A project log for Nuclear radiation sensor with photodiode detector

Measuring radioactivity without need of Geiger tube.

robert-gawronRobert Gawron 07/05/2025 at 16:180 Comments

Initially, the sensor was powered from a bulky and expensive power supply. However, now that the device is working, I was trying to move to using a cheap wall-mounted power adapter - smaller, cheaper, and easier to use. However, the sensor is sensitive to power supply noise, so I made an extra stabilizer and added plenty of LC filters.

I didn’t put much effort into it, to be honest. It was just an additional PCB made quickly before placing a PCB order. I used components that I already had, so... the voltage stabilizer I used was... NCP1117. Not the best low-noise chip on the market.

Surprisingly, the sensor was  working - it’s just that the signal was modulated. Instead of a nice sharp spike when a particle was detected, a series of spikes appeared. Good enough, I was thinking; temporarily, this could be filtered in software. These aren’t super fast signals anyway.

Nevertheless, I tried to make it better, so I soldered more 10µF caps in parallel to those already on the PCB. Not better, not worse.

Here I’ll note that different types of capacitors are better suited for filtering different frequencies. Electrolytic capacitors are good for the lowest frequencies. 100nF ceramics are the go-to choice for filtering power lines in digital circuits, and sometimes they are accompanied by 10nF ceramics to filter higher frequencies.

So then I was thinking: maybe add one of them? The 100µF didn’t make a difference, but randomly adding a 470nF at the output solved the problem. Why?
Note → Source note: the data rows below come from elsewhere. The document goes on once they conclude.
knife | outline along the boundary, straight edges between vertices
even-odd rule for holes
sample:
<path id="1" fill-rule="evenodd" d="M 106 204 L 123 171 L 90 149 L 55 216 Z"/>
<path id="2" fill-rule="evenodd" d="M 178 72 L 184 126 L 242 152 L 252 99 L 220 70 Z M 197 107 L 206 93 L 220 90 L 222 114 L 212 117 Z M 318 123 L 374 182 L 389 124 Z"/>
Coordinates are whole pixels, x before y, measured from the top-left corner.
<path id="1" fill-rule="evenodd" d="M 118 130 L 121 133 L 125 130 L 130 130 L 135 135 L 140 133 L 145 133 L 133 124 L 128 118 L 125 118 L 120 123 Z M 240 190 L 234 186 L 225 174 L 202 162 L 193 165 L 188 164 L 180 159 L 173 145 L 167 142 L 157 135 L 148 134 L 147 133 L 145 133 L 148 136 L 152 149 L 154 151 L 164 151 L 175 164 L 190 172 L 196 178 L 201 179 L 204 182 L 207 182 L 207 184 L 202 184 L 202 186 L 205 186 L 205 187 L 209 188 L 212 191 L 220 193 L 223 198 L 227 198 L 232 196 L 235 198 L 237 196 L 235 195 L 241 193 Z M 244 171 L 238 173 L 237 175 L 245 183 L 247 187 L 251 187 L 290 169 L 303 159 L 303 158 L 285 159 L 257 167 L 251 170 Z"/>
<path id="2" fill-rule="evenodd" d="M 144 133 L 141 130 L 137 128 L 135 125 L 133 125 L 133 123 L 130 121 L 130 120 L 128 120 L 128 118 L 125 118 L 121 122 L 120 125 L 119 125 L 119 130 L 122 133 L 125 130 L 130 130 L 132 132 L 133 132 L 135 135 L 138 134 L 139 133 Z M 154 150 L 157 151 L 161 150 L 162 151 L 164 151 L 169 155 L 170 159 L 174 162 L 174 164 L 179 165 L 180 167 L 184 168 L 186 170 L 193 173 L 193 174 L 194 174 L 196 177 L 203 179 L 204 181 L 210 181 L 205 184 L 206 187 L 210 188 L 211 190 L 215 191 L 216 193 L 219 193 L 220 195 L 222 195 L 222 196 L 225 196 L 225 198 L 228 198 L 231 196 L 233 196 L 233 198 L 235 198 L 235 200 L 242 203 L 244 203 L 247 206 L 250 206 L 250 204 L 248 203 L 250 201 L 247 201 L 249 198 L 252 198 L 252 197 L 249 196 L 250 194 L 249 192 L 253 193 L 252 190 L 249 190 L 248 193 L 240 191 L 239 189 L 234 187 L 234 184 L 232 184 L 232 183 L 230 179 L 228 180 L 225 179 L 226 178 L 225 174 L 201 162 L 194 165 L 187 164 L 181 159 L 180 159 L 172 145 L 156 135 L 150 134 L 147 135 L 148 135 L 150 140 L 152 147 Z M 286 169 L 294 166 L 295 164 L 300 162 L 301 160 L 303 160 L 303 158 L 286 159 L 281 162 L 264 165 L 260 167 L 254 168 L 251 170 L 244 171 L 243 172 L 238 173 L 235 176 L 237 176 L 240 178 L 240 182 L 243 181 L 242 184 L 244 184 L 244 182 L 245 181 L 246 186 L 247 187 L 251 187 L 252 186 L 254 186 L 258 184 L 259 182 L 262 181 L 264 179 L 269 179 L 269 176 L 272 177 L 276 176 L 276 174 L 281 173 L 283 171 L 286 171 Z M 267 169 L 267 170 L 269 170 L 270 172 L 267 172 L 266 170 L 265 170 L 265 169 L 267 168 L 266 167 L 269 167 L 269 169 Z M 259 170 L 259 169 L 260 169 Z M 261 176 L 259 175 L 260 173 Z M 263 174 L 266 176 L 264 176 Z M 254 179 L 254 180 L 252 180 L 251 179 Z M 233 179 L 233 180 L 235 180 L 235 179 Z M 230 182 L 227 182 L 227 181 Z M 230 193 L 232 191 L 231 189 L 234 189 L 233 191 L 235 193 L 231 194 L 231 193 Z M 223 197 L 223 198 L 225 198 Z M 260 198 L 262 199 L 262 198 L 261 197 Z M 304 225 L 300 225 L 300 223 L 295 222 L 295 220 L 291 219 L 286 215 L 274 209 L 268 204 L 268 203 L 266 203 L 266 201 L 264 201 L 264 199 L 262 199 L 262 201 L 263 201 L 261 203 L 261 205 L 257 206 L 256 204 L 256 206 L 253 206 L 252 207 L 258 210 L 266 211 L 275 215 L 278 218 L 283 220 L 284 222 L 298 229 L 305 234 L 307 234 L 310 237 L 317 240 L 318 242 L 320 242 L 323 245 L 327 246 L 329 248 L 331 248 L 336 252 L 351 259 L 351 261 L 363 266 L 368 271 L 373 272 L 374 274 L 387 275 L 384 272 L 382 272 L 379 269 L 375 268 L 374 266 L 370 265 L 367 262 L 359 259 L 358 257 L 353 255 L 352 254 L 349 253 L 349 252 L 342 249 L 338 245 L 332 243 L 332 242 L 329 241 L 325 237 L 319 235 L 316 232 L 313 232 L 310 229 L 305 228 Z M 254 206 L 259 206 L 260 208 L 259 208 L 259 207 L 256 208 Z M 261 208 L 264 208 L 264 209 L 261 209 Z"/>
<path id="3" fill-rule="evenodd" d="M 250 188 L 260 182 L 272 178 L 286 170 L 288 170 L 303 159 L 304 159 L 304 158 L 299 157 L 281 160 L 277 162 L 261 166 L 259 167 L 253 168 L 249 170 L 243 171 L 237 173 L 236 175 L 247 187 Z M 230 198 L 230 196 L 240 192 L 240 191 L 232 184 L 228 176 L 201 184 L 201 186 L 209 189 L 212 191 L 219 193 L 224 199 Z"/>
I don’t know.

Now I think that I could have just used an oscilloscope, connected it in AC-coupling mode, and tried to see what was wrong — instead of randomly trying to fix things.

In the next revision, instead of NCP1117, I will use TPS7A8701 (much better, superior RMS noise and PSRR characteristics).

To summarize: the power supply part works, but it needs a rework and better chip selection.

The second feature of this auxiliary PCB is a logic level shifter, which is just an open-collector, common-emitter transistor. This was also not the best design.

Most dev boards or cheap logic analyzers require 3.3V as a high state. If they have a dedicated Vcc pin available — great, it will work. But I wanted to use it with cheap clones of logic analyzers (the kind popular on Aliexpress). They don’t have a Vcc pin exposed — just signal pins and GND — so it won’t work out of the box. A 3.3V voltage source is needed. I missed the opportunity to add some kind of cheap, adjustable power supply for this on the PCB.

One more thing I usually hate — but would actually be useful here — is an LED to indicate that the device is on. It would have been really helpful during testing and assembly. In the next revision, I’ll add it, but I’ll also add a jumper in parallel so it can be disabled in production mode. I hate when LEDs stay on at night (even worse — when they blink like on a router! I always put black tape over those).

So, to summarize: this is a weird project log — everything goes wrong, but it kind of works in the end.